The comparison carries significant weight. Hamilton’s partnership with Peter Bonnington — universally known as Bono — was a cornerstone of his dominant Mercedes era across 12 seasons and seven world titles. When Hamilton moved to Ferrari in 2025, that relationship ended, and his first year at Maranello was difficult by his own admission.

His initial Ferrari pairing was with Riccardo Adami, the engineer who had worked closely with Hamilton’s predecessor Carlos Sainz. Hamilton was measured in his assessment of that arrangement. “Adami and I had a really good relationship, he was a lovely guy, we worked relatively well together,” he said ahead of the Monaco Grand Prix. “But catering to a driver’s needs takes time to learn.”

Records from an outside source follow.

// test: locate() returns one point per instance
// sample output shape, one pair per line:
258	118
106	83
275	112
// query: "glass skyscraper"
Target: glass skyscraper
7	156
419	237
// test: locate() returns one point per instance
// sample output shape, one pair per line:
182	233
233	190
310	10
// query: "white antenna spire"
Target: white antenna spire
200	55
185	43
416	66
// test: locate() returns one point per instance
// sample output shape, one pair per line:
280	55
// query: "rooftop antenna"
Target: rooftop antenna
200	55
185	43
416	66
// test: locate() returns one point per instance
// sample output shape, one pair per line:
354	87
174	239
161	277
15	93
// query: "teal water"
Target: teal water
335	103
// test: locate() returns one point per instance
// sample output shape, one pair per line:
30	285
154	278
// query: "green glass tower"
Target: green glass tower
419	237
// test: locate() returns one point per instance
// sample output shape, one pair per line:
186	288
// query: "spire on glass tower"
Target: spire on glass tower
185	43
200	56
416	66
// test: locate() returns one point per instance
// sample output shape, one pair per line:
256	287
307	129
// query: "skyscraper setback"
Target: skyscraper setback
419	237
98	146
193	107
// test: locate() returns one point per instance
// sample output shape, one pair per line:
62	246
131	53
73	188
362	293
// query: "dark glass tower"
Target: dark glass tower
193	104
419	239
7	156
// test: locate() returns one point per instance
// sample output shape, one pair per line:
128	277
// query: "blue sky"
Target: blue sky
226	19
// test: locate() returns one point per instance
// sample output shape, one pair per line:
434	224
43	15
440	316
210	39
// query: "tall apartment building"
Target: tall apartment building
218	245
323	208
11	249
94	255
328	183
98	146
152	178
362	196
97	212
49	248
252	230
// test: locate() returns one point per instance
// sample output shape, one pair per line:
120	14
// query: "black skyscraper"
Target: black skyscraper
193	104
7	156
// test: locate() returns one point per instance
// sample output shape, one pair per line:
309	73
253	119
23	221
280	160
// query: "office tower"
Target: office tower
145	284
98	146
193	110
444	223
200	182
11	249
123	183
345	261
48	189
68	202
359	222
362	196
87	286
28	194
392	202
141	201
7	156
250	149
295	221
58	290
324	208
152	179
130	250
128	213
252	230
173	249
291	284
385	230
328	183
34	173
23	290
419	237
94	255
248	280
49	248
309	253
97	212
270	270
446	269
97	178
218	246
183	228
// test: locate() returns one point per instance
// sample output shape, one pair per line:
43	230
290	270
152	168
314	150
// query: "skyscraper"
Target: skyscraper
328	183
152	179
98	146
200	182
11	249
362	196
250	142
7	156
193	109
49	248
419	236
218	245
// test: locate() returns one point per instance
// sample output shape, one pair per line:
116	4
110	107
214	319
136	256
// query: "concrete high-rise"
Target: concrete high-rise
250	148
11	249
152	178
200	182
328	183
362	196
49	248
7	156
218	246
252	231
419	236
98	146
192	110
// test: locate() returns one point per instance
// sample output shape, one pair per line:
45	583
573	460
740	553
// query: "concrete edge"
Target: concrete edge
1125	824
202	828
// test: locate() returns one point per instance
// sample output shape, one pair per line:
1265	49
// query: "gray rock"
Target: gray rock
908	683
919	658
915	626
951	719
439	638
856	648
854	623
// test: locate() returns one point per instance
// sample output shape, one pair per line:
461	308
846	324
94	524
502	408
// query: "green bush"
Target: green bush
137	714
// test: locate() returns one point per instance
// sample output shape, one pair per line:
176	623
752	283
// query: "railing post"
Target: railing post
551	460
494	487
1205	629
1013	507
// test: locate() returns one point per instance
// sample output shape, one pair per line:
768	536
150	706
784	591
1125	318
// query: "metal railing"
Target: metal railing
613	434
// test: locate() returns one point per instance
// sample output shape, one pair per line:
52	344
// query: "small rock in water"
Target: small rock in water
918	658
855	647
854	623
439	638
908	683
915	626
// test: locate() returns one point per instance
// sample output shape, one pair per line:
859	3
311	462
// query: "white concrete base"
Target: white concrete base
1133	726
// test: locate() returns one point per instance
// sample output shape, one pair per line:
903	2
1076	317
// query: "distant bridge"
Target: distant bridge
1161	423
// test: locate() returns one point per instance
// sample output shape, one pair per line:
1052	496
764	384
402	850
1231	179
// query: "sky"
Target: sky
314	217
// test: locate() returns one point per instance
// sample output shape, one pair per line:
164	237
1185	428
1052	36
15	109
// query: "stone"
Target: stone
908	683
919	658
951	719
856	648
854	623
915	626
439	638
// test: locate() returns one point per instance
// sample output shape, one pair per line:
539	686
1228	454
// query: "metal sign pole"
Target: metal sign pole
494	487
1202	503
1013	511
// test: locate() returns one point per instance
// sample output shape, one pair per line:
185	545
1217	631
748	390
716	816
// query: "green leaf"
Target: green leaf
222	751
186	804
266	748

For 2026, Hamilton began working with Santi, who served as Kimi Räikkönen’s race engineer during the late 2010s. The early results have been encouraging, with Hamilton sitting just three points behind team-mate Charles Leclerc in the standings. Ferrari has also brought in Cedric Michel-Grosjean, meaning Santi will not be present at every round, but he is in the garage in Monaco this weekend.

Hamilton was candid about what makes the new dynamic work. “With me and Bono, apart from the beginning, he had a good working relationship with Michael [Schumacher],” he said. “I do feel like Carlo is like my Italian Bono. He’s a bit of an OG. He’s an older guy that’s been around the block. He’s very calm — you can hear it on the radio. The detail that we’re able to go into together, our understanding of the engineering side, I think it’s something that’s worth looking at.”

Hamilton also reflected on the complexity of the driver-engineer relationship more broadly, explaining that translating physical sensations into actionable technical feedback is a skill that takes time to develop on both sides. “You try to describe what it is, the problem you have, corner by corner — entry, middle, exit — or you dissect it into five sections if you want,” he said. “Having that driver-engineer collab, it’s hit and miss sometimes.”

The 2026 regulation overhaul, which Hamilton had long pointed to as a potential reset for his Ferrari career, appears to have provided exactly that. After a difficult debut season in which he regularly acknowledged the time needed to adapt, the early rounds of 2026 suggest the pieces are beginning to fall into place.